Вот и у нас было землетрясение, — Рим потрясся, но — не очень; маленькие города в окрестностях его пострадали сильнее. Это не удивило италийцев, а вот в начале двадцатых чисел на горах, круг неаполитанского залива, на Везувии, трое суток лежал, не тая, снег, — это была сенсация! В Неаполе восемь ниже нуля, замерзали старики и старухи.
«Самгина» начну печатать с января в «Нов[ом] мире». Кажется, растянул я его верст на шестнадцать. Нет, я не для больших книг. Плохой архитектор.

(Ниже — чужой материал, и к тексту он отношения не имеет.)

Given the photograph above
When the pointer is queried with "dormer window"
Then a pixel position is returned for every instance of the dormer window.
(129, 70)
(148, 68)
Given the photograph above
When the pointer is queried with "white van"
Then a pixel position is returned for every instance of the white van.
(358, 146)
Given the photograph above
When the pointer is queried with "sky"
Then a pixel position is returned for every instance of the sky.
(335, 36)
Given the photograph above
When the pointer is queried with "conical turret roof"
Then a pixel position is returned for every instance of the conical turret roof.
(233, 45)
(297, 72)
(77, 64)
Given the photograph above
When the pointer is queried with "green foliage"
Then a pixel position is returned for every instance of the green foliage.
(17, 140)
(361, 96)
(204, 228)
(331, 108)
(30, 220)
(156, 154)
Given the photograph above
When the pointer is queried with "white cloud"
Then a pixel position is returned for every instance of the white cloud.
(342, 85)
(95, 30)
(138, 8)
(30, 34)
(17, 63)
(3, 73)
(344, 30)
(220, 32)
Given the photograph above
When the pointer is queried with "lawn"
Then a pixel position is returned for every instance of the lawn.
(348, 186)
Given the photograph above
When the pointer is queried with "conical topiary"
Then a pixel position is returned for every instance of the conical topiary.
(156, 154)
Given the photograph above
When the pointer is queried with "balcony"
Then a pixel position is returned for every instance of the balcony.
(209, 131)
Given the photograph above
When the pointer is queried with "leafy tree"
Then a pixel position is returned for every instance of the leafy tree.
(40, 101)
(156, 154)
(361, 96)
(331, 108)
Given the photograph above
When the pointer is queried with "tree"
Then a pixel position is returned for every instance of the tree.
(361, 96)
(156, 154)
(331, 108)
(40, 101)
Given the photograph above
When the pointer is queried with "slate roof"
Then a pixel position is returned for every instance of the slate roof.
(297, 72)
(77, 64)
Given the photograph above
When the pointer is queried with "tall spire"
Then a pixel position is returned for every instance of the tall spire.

Расхожусь я с Вами в отношении к человеку. Для меня он не «жалок», нет. Знаю, что непрочен человек на земле, и многое, должно быть, навсегда скрыто от него, многое такое, что он должен бы знать о себе, о мире, и «дана ему в плоть мучительная язва, особенно мучительная в старости», как признался Л.Толстой, да — разве он один? Все это — так, все верно и, если хотите, глубоко оскорбительно все. Но м[ожет] б[ыть] именно поэтому у меня — тоже человечка — к нему — Человеку — непоколебимое чувство дружелюбия. Нравится он мне и «во гресех его смрадных и егда, любве ради, душе своея служа, отметает, яко сор и пыль, близкия своя и соблазны мира сего». Такое он милое, неуклюжее, озорное и — Вы это хорошо чувствуете — печальное дитя, даже в радостях своих. Особенно восхищает меня дерзость его, не та, которая научила его птицей летать и прочее в этом духе делать, а дерзость поисков его неутомимых. «И бесплодных». А — пусть бесплодных. «Не для рая живем, а — мечтою о рае», — сказал мне, юноше, старик-сектант, суровый человечище, холодно и даже преступно ненавидевший меня. Это он хорошо сказал. Мечтателей, чудаков, «беспризорных» одиночек — особенно люблю.
Горестные ваши слова о «жалком» человеке я могу принять лишь как слова. Это не значит, что я склонен отрицать искренность их. Увы, моралисты! В каждый данный момент человек искренен и равен сам себе. Притворяется? Ну, как же, конечно! Но ведь это для того, чтоб уравнять себя с чем-то выше его. И часто наблюдал, что, притворяясь, он приотворяется в мир. Это не игра слов, нет. Это иной раз игра с самим собой и — нередко — роковая игра.
Большая тема — «человек», С.Н., превосходный художник, отлично знающий важность, сложность и глубокую прелесть этой темы.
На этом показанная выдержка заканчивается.